Унылый, дождливый осенний вечер на Ухте. Лагерные бараки, небольшой, рубленный из столетних кедров домик начальника управленческого лагпункта Ч-ва. Я и мой друг, бывший член Союза советских писателей, оба осужденные «за контрреволюционную пропаганду», сидим у сильно подвыпившего начальника лагпункта и слушаем его бредовые рассказы. Когда Ч-в выпивает, а это случается чуть ли не каждый день, он не может обойтись без собеседников. Собеседников – это не то слово: говорит только он. Говорит при этом скорее не нам, его слушателям, а куда-то в пространство, но всегда ему нужно видеть перед собой человеческие лица, не быть одному, с кем то разделить отчаянную тоску воспоминаний. И так почти всю ночь напролет. Для заключенных это тяжелая повинность: ведь завтра, чуть свет, строиться в колонны, топать четыре километра до места работы, и 10-12 часов напряженно трудиться – и это все после бессонной ночи. Да и выбор начальника лагпункта достаточно ограничен: это всего человек 15 заключенных, по большей части беспартийных, за исключением 2-3 сидящих за «троцкизм» бывших крупных партийных работников.
В каком то полузабытье Ч-в бормочет: - «Руки, главное, руки…»
Воспоминания не дают ему спать, прошлое кровавыми призраками встает перед ним. С оперативной чекисткой работы его давно убрали на спокойную и не требующую никаких усилий работу начальника одного из бесчисленных лагпунктов, но и тут воспоминания не оставляют его. Через год – психиатрическая больница, а к нам начальником присылают другого, тоже наполовину уже «отработанного» чекиста.
И вот передо мной новые рассказы советского писателя, укрывшегося псевдонимом «Николай Аржак». Как он их переслал на Запад – это уже его дело. Я не вникаю в способы передачи советскими литераторами на Запад тех их произведений, в которых они хотят говорить в полный голос. Но первый же рассказ, публикуемый нами в этой новой книжке Аржака – «Руки». Что это? Случайное совпадение или мы слышим с автором одну и туже исповедь? Правда, место действия рассказа перенесено в иную обстановку. Но рассказ-то именно тот, тот самый, который слышали мы на далекой северной Ухте, около 25-ти лет тому назад…
Николай Аржак – опытный литератор и крупный и разнообразный мастер рассказа. И трагическая сжатость первого рассказа – «Руки» – говорит о том, что манера фантастического реализма, окрашенного злой иронией («Говорит Москва»), и разгульный, почти не знающий удержу сатирический драматизм и сочный юмор «Человека из Минапа» – даются ему одинаково легко, и всегда блистательно и как-то неожиданно. Аржак обладает редким искусством держать читателя в непрерывном напряжении, и не только в прозе, а и в стихах, так как все, например, стихотворные эпиграфы его повести «Говорит Москва» – это его стихи, подписанные именами никогда не существовавших поэтов.
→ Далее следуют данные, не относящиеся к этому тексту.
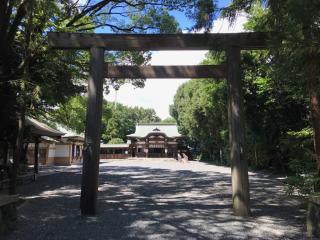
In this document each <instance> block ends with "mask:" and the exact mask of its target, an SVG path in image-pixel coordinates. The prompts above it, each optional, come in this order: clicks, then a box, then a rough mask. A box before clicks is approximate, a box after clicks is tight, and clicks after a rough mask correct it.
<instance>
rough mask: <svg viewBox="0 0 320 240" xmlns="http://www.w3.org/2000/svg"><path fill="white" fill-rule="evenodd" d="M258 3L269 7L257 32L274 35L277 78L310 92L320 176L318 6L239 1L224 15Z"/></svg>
mask: <svg viewBox="0 0 320 240" xmlns="http://www.w3.org/2000/svg"><path fill="white" fill-rule="evenodd" d="M256 2H260V3H261V2H263V3H264V4H265V6H266V7H264V12H263V14H262V16H260V17H258V18H257V19H260V20H259V21H257V22H256V23H257V24H255V26H254V30H260V31H261V30H268V31H272V32H273V34H272V44H273V45H274V47H273V48H272V51H271V54H272V63H273V68H274V70H275V71H274V73H275V75H274V77H275V78H277V79H278V80H279V81H282V78H283V76H286V77H285V79H287V77H288V76H290V78H291V79H295V80H297V82H298V83H299V85H300V84H301V83H304V84H305V87H306V88H307V89H308V93H309V106H310V122H311V124H312V128H313V138H314V152H315V160H316V163H317V170H318V172H319V173H320V108H319V99H318V81H319V72H320V68H319V59H320V56H319V51H318V49H319V47H318V46H319V39H320V38H319V36H320V27H319V21H320V16H319V11H320V5H319V2H318V1H316V0H311V1H303V0H296V1H290V0H286V1H271V0H270V1H255V0H250V1H247V0H236V1H233V3H232V4H231V5H230V7H228V8H227V9H226V10H225V15H226V16H229V17H230V18H234V17H235V16H236V14H237V12H238V11H239V10H246V11H250V10H252V9H253V7H254V6H255V3H256ZM284 62H285V63H286V64H283V63H284Z"/></svg>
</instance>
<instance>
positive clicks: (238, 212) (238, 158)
mask: <svg viewBox="0 0 320 240" xmlns="http://www.w3.org/2000/svg"><path fill="white" fill-rule="evenodd" d="M227 61H228V78H227V82H228V83H227V85H228V118H229V139H230V154H231V156H230V159H231V175H232V202H233V211H234V213H235V215H238V216H243V217H246V216H249V215H250V194H249V179H248V163H247V159H246V157H245V150H244V119H243V96H242V83H241V78H240V48H239V47H231V48H230V49H228V50H227Z"/></svg>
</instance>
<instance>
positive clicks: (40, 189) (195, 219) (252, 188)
mask: <svg viewBox="0 0 320 240" xmlns="http://www.w3.org/2000/svg"><path fill="white" fill-rule="evenodd" d="M80 181H81V169H80V166H73V167H66V168H63V169H61V168H60V169H59V171H58V172H57V173H55V174H52V175H47V176H43V177H41V178H39V179H38V180H37V181H36V182H35V183H33V184H29V185H26V186H24V187H23V188H20V193H21V195H22V196H24V197H25V199H26V201H25V203H24V204H22V205H21V206H20V208H19V214H20V217H19V221H18V228H17V230H16V231H15V232H13V233H12V234H10V235H9V236H8V237H7V239H10V240H11V239H12V240H13V239H15V240H17V239H23V240H28V239H33V240H35V239H41V240H44V239H59V240H61V239H117V240H118V239H152V240H154V239H174V240H177V239H299V240H300V239H305V233H304V232H305V226H304V223H305V215H306V213H305V211H304V210H303V209H301V208H299V202H297V201H296V200H289V199H287V198H286V197H285V195H284V191H283V185H282V184H281V179H277V178H274V177H270V176H267V175H263V174H258V173H250V184H251V198H252V212H253V216H252V217H250V218H248V219H243V218H240V217H235V216H233V215H232V210H231V183H230V169H229V168H224V167H217V166H213V165H208V164H205V163H198V162H189V163H178V162H174V161H168V160H146V161H136V160H130V161H129V160H122V161H112V162H106V163H103V164H101V167H100V188H99V190H100V193H99V204H98V208H99V214H98V215H97V216H95V217H87V218H86V217H81V216H80V211H79V195H80Z"/></svg>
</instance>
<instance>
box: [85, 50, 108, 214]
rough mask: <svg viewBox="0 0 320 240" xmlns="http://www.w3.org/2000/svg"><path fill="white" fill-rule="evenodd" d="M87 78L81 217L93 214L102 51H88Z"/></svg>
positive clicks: (101, 66)
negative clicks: (85, 127) (88, 71)
mask: <svg viewBox="0 0 320 240" xmlns="http://www.w3.org/2000/svg"><path fill="white" fill-rule="evenodd" d="M90 52H91V56H90V77H89V83H88V105H87V116H86V130H85V140H84V141H85V142H84V150H83V167H82V180H81V198H80V208H81V213H82V214H83V215H94V214H95V213H96V205H97V195H98V176H99V156H100V138H101V115H102V98H103V94H102V93H103V71H104V50H103V48H92V49H91V50H90Z"/></svg>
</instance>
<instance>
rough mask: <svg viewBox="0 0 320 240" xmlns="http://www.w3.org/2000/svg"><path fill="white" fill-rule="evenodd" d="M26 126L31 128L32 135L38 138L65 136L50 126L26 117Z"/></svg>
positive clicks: (36, 120)
mask: <svg viewBox="0 0 320 240" xmlns="http://www.w3.org/2000/svg"><path fill="white" fill-rule="evenodd" d="M26 126H28V127H30V132H31V133H32V134H34V135H38V136H47V137H61V136H62V135H64V133H63V132H60V131H58V130H56V129H53V128H51V127H49V126H48V125H46V124H44V123H42V122H39V121H38V120H36V119H34V118H31V117H26Z"/></svg>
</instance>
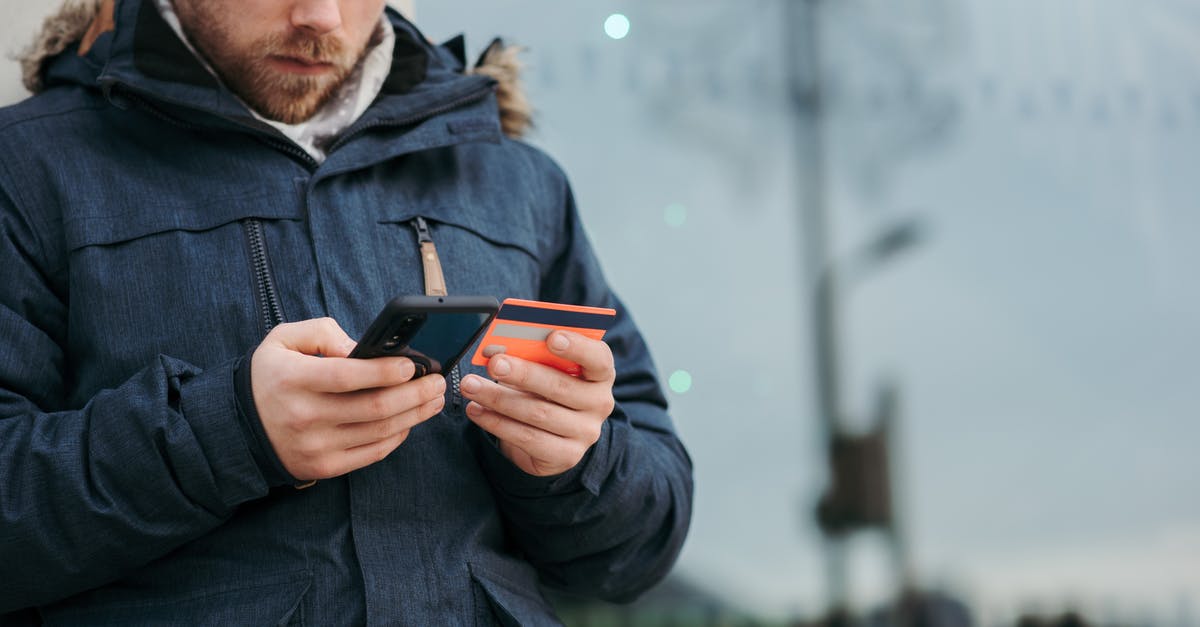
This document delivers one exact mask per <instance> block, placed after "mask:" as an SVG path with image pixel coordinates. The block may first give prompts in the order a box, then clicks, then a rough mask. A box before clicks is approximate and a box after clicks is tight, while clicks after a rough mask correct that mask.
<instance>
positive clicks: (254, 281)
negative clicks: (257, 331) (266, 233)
mask: <svg viewBox="0 0 1200 627" xmlns="http://www.w3.org/2000/svg"><path fill="white" fill-rule="evenodd" d="M242 229H244V231H245V233H246V249H247V251H248V255H250V263H251V268H252V271H253V275H254V299H256V301H257V303H258V311H259V316H260V317H259V321H260V323H262V324H263V335H266V334H268V333H270V332H271V329H274V328H275V327H276V326H278V324H280V323H281V322H283V320H284V318H283V307H282V306H281V305H280V297H278V292H277V291H276V288H275V275H274V273H271V263H270V256H269V255H268V250H266V235H265V233H264V232H263V221H262V220H258V219H256V217H250V219H246V220H244V221H242Z"/></svg>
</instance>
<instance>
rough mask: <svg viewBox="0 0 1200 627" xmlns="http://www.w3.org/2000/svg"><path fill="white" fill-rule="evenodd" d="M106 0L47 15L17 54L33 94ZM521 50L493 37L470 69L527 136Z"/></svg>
mask: <svg viewBox="0 0 1200 627" xmlns="http://www.w3.org/2000/svg"><path fill="white" fill-rule="evenodd" d="M103 2H104V0H65V1H64V4H62V6H61V7H60V8H59V11H58V12H56V13H54V14H52V16H50V17H48V18H46V22H43V23H42V30H41V32H40V34H38V35H37V38H36V40H35V41H34V42H32V43H31V44H29V47H26V48H25V49H24V50H22V53H20V54H18V55H17V61H19V62H20V71H22V82H23V83H24V85H25V89H28V90H29V91H30V92H32V94H37V92H38V91H41V90H42V88H43V86H44V85H43V84H42V70H43V68H44V65H46V61H47V60H49V59H50V58H53V56H55V55H58V54H60V53H61V52H62V50H65V49H67V48H68V47H70V46H71V44H73V43H76V42H78V41H80V40H83V38H84V37H85V35H86V34H88V30H89V26H91V24H92V22H95V20H96V17H97V16H98V14H100V10H101V6H102V5H103ZM522 52H524V48H523V47H521V46H505V44H504V42H503V41H500V40H494V41H492V43H491V44H490V46H488V47H487V49H486V50H484V54H482V55H481V56H480V58H479V62H476V64H475V67H474V68H473V70H469V71H468V72H469V73H473V74H484V76H488V77H492V78H494V79H496V80H497V82H498V83H499V85H498V86H497V89H496V101H497V103H498V105H499V109H500V129H503V131H504V135H506V136H509V137H512V138H520V137H522V136H524V135H526V132H528V131H529V130H530V129H532V127H533V108H532V107H530V106H529V101H528V100H527V98H526V95H524V89H523V88H522V85H521V70H522V67H523V66H524V64H523V62H522V61H521V59H520V58H518V55H520V54H521V53H522Z"/></svg>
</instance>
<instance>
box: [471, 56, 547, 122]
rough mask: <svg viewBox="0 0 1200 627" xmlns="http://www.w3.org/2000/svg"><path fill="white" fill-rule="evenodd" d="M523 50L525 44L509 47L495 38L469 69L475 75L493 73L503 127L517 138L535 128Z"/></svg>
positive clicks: (500, 119)
mask: <svg viewBox="0 0 1200 627" xmlns="http://www.w3.org/2000/svg"><path fill="white" fill-rule="evenodd" d="M522 52H524V48H523V47H521V46H505V44H504V42H503V41H500V40H493V41H492V43H491V44H490V46H488V47H487V49H486V50H484V54H482V55H480V58H479V62H478V64H475V67H474V68H473V70H470V71H469V73H473V74H484V76H490V77H492V78H494V79H496V80H497V82H498V83H499V85H497V88H496V102H497V105H499V108H500V129H502V130H503V131H504V135H506V136H509V137H512V138H514V139H516V138H520V137H522V136H524V133H526V132H528V131H529V129H530V127H533V107H530V106H529V100H528V98H526V95H524V89H523V88H522V85H521V70H522V68H523V67H524V64H523V62H522V61H521V59H518V58H517V55H520V54H521V53H522Z"/></svg>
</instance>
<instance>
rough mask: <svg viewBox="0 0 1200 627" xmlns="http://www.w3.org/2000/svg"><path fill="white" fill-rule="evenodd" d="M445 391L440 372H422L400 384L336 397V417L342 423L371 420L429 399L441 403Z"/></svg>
mask: <svg viewBox="0 0 1200 627" xmlns="http://www.w3.org/2000/svg"><path fill="white" fill-rule="evenodd" d="M445 392H446V380H445V378H444V377H443V376H442V375H426V376H424V377H421V378H419V380H416V381H413V382H410V383H408V384H404V386H392V387H388V388H378V389H367V390H361V392H355V393H352V394H340V395H337V396H336V402H337V411H338V414H337V416H338V417H340V422H341V423H342V424H343V425H344V424H352V423H372V422H377V420H382V419H384V418H390V417H392V416H397V414H400V413H402V412H406V411H409V410H412V408H419V407H420V406H422V405H426V404H428V402H432V401H437V402H442V401H443V400H444V399H445ZM438 411H442V407H438ZM433 413H437V412H433Z"/></svg>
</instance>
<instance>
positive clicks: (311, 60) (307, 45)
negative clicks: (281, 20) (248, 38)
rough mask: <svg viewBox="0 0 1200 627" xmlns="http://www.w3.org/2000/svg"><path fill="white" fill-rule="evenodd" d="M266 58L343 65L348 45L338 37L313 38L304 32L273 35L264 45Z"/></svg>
mask: <svg viewBox="0 0 1200 627" xmlns="http://www.w3.org/2000/svg"><path fill="white" fill-rule="evenodd" d="M262 50H264V55H265V56H274V55H277V56H292V58H296V59H305V60H308V61H318V62H329V64H336V65H341V64H342V61H343V60H344V58H346V43H344V42H342V40H338V38H336V37H319V36H318V37H313V36H311V35H306V34H304V32H299V31H296V32H292V34H288V35H271V36H269V37H266V40H264V41H263V43H262Z"/></svg>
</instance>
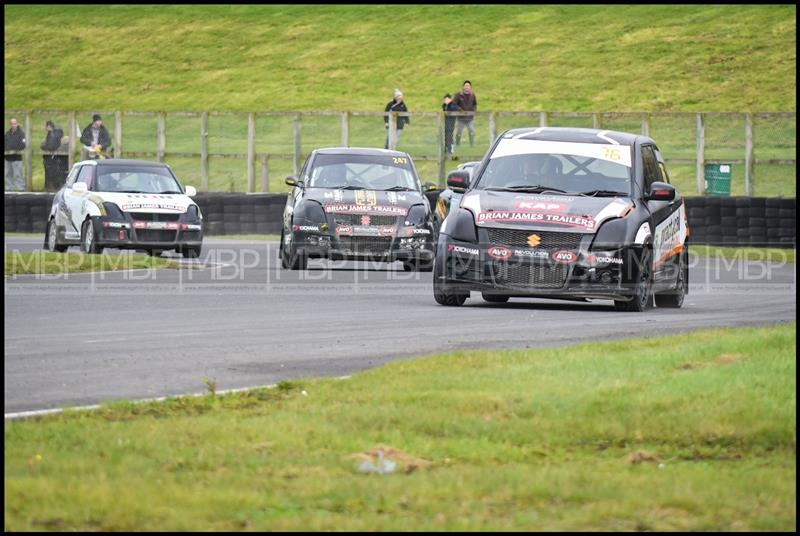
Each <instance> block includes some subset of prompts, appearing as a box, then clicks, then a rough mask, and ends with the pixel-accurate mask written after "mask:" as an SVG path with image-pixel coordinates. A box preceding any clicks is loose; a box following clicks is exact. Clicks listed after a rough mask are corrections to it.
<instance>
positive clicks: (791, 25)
mask: <svg viewBox="0 0 800 536" xmlns="http://www.w3.org/2000/svg"><path fill="white" fill-rule="evenodd" d="M795 44H796V6H699V5H695V6H671V5H654V6H618V5H614V6H604V5H594V6H566V5H561V6H522V5H515V6H463V5H454V6H444V5H431V6H352V5H347V6H276V5H271V6H102V7H95V6H41V5H39V6H6V7H5V78H4V87H5V97H4V105H5V107H6V108H39V109H42V108H50V109H52V108H55V109H65V108H67V109H72V108H77V109H92V108H96V109H127V110H165V111H169V110H204V109H210V110H246V111H256V110H377V109H382V107H383V106H384V105H385V103H386V102H388V101H389V99H390V98H391V93H392V90H393V88H395V87H401V88H402V89H403V90H404V92H405V93H406V100H407V102H408V104H409V107H410V108H411V109H412V110H417V111H433V110H436V109H438V107H439V104H440V99H441V96H442V95H443V94H444V93H445V92H448V91H449V92H453V91H456V90H457V89H459V87H460V85H461V82H462V81H463V80H464V79H465V78H469V79H471V80H472V81H473V82H474V87H475V90H476V93H477V95H478V97H479V100H480V107H481V109H483V110H512V111H523V110H540V109H546V110H556V111H558V110H560V111H663V110H670V111H676V110H680V111H745V110H752V111H793V110H795V106H796V97H795V91H796V83H795V76H796V53H795Z"/></svg>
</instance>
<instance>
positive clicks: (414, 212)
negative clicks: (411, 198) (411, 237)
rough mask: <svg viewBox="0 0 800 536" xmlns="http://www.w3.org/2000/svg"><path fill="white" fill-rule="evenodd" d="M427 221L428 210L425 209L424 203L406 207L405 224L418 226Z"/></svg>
mask: <svg viewBox="0 0 800 536" xmlns="http://www.w3.org/2000/svg"><path fill="white" fill-rule="evenodd" d="M427 221H428V211H427V209H425V205H412V206H411V208H410V209H408V214H407V215H406V221H405V224H406V225H407V226H414V227H419V226H420V225H425V223H426V222H427Z"/></svg>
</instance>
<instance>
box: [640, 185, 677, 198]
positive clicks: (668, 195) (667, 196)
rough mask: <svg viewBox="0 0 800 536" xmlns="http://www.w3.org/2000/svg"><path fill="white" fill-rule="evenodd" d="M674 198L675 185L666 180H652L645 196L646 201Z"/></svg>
mask: <svg viewBox="0 0 800 536" xmlns="http://www.w3.org/2000/svg"><path fill="white" fill-rule="evenodd" d="M674 199H675V187H674V186H672V185H671V184H667V183H666V182H654V183H653V184H651V185H650V191H649V192H647V195H646V196H645V200H647V201H673V200H674Z"/></svg>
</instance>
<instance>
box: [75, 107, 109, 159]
mask: <svg viewBox="0 0 800 536" xmlns="http://www.w3.org/2000/svg"><path fill="white" fill-rule="evenodd" d="M81 143H82V144H83V145H84V146H85V149H86V151H88V157H89V158H91V159H95V158H102V157H104V156H105V154H104V153H106V151H108V149H109V148H111V135H110V134H109V133H108V130H107V129H106V127H105V125H103V118H102V117H100V115H99V114H94V115H93V116H92V122H91V123H90V124H89V125H87V126H86V128H85V129H83V133H82V134H81Z"/></svg>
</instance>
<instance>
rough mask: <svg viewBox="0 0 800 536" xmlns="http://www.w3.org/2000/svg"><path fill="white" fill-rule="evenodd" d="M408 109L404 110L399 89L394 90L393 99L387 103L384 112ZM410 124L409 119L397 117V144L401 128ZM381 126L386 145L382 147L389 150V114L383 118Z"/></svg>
mask: <svg viewBox="0 0 800 536" xmlns="http://www.w3.org/2000/svg"><path fill="white" fill-rule="evenodd" d="M407 111H408V108H406V103H405V101H404V100H403V92H402V91H400V90H399V89H395V90H394V98H393V99H392V100H390V101H389V104H387V105H386V109H384V112H407ZM409 123H411V120H410V118H409V117H398V118H397V135H396V136H397V142H398V143H399V142H400V133H401V132H402V131H403V127H405V126H406V125H408V124H409ZM383 126H384V127H386V144H385V145H384V149H388V148H389V114H386V115H384V116H383Z"/></svg>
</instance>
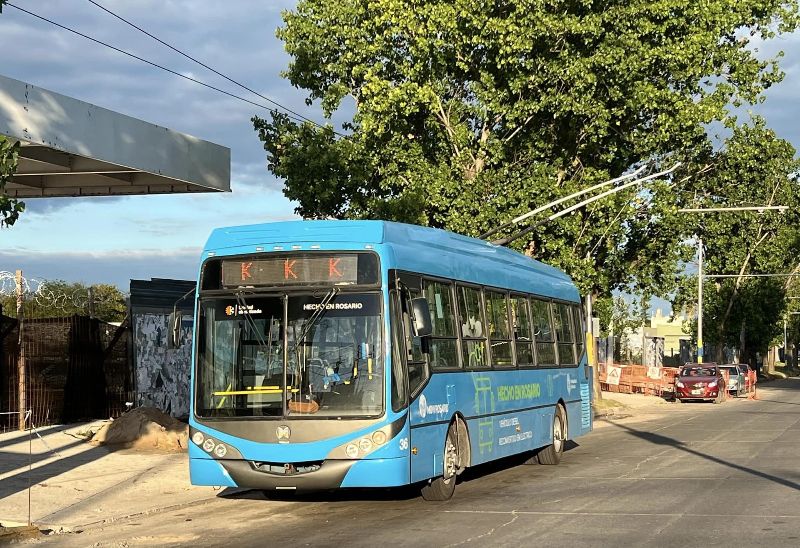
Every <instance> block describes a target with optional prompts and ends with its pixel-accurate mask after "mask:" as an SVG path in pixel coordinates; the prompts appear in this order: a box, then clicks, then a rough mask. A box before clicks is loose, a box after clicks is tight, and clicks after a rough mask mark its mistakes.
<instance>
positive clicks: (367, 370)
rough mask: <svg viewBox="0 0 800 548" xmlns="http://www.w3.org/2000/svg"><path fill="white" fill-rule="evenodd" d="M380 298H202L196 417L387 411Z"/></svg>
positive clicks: (341, 414)
mask: <svg viewBox="0 0 800 548" xmlns="http://www.w3.org/2000/svg"><path fill="white" fill-rule="evenodd" d="M380 303H381V301H380V295H379V294H378V293H336V292H335V291H331V292H329V293H327V294H323V293H316V294H313V295H311V294H309V295H294V294H292V295H288V296H287V295H273V296H253V295H249V296H246V297H243V296H242V295H241V294H239V295H238V296H236V295H234V296H230V297H222V298H209V299H202V300H201V302H200V312H201V316H200V318H201V319H200V333H199V344H198V347H197V381H196V386H197V398H196V407H197V414H198V415H199V416H202V417H219V418H223V417H285V416H297V417H333V418H338V417H345V416H351V417H355V416H358V417H363V416H376V415H380V414H381V412H382V411H383V392H384V390H383V386H384V383H383V350H382V344H381V340H382V336H381V334H382V330H383V327H382V326H383V324H382V322H381V314H380V310H381V304H380ZM284 317H286V318H288V322H287V323H286V325H284Z"/></svg>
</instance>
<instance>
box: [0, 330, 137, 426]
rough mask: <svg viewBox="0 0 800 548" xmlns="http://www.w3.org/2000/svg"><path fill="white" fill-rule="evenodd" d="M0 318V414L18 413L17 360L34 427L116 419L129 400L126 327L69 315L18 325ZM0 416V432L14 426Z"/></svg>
mask: <svg viewBox="0 0 800 548" xmlns="http://www.w3.org/2000/svg"><path fill="white" fill-rule="evenodd" d="M22 325H23V329H22V331H23V333H22V347H20V344H19V342H20V337H19V326H18V325H17V319H16V318H12V317H8V316H0V411H17V410H18V409H19V372H20V361H22V364H23V367H24V370H23V371H24V378H25V399H26V402H25V408H26V409H30V410H31V411H32V422H33V424H34V425H36V426H40V425H47V424H59V423H68V422H74V421H79V420H85V419H96V418H108V417H117V416H119V415H120V414H122V413H123V412H124V411H125V409H126V405H125V403H126V402H132V401H134V394H135V389H134V386H133V382H134V380H133V371H132V360H131V359H130V356H131V349H130V345H131V340H130V339H131V337H130V327H129V322H128V320H127V318H126V319H125V321H123V322H122V324H121V325H119V326H117V325H114V324H111V323H106V322H104V321H101V320H99V319H97V318H90V317H88V316H81V315H73V316H69V317H60V318H36V319H27V320H23V324H22ZM19 420H20V419H19V416H18V415H15V414H11V415H0V429H2V430H9V429H17V428H18V427H19Z"/></svg>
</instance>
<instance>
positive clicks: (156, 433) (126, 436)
mask: <svg viewBox="0 0 800 548" xmlns="http://www.w3.org/2000/svg"><path fill="white" fill-rule="evenodd" d="M188 441H189V425H188V424H185V423H183V422H181V421H179V420H177V419H173V418H172V417H170V416H169V415H165V414H164V413H162V412H161V411H159V410H158V409H156V408H154V407H137V408H136V409H131V410H130V411H128V412H127V413H125V414H124V415H122V416H121V417H119V418H118V419H115V420H113V421H111V422H108V423H106V424H104V425H103V426H102V427H101V428H100V429H99V430H98V431H97V433H96V434H95V435H94V436H93V437H92V443H97V444H99V445H109V446H118V447H126V448H129V447H132V448H137V449H159V450H164V451H186V447H187V443H188Z"/></svg>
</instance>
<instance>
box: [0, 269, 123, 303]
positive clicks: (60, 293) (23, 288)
mask: <svg viewBox="0 0 800 548" xmlns="http://www.w3.org/2000/svg"><path fill="white" fill-rule="evenodd" d="M21 285H22V295H23V299H24V301H25V302H35V303H36V304H37V305H38V306H41V307H43V308H51V309H53V310H57V311H62V312H69V311H74V310H87V311H88V309H89V296H90V295H89V288H88V287H85V288H83V287H82V288H77V289H75V290H73V291H68V290H65V289H64V288H62V287H58V286H57V285H56V286H55V287H53V286H54V285H55V284H54V282H48V281H47V280H42V279H39V278H26V277H24V276H23V277H22V279H21ZM16 295H17V278H16V275H15V274H14V273H13V272H8V271H3V270H0V297H16ZM119 296H120V297H121V298H122V299H123V301H124V299H125V298H127V296H128V294H127V293H123V292H120V294H119ZM92 300H93V301H94V306H95V307H102V306H105V305H112V304H115V303H116V302H118V298H117V296H113V295H102V294H101V295H98V294H95V295H93V297H92Z"/></svg>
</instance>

«Человек из Минапа», казалось бы, написан на сравнительно рискованную и достаточно анекдотически-избитую тему. Но она взята автором в таком неожиданном повороте, написана с такой серьезной миной, с такой непосредственностью, что сама собою исчезает даже мысль об анекдотичности сюжета, о некоторой стилизации советского быта, и мы только наслаждаемся яркостью красок и своеобразным, круто замешанным реализмом большого художника.
И сразу же отпадает даже вопрос: а могло ли такое быть на самом деле? Да, могло. Автор просто ставит своих героев в экспериментальные условия, условия немного необычные, но реакция его героев, мотивация их поведения, характер их высказываний настолько жизненны, настолько естественны, что забывается и некоторая своеобычность самого исходного положения.
Николай Аржак, как и Абрам Терц, как и многие советские писатели среднего и молодого поколения, уже органически не могут писать в манере старого добротного реализма и его социалистического фальсификата. Все они – уже экспериментаторы, уже немного сюрреалисты, сохраняющие при этом органическую связь с высоким русским реализмом – реализмом Достоевского и Лескова, Замятина и Ремизова.
Предлагаемая читателям книжка не требует большого предисловия. Она настолько талантлива, что говорит сама за себя. Но, прочитав эти блестящие рассказы, пишущий эти строки не мог удержаться от волны воспоминаний и позволил себе – вместо предисловия – написать эти несколько строк об авторе и его сюжетах.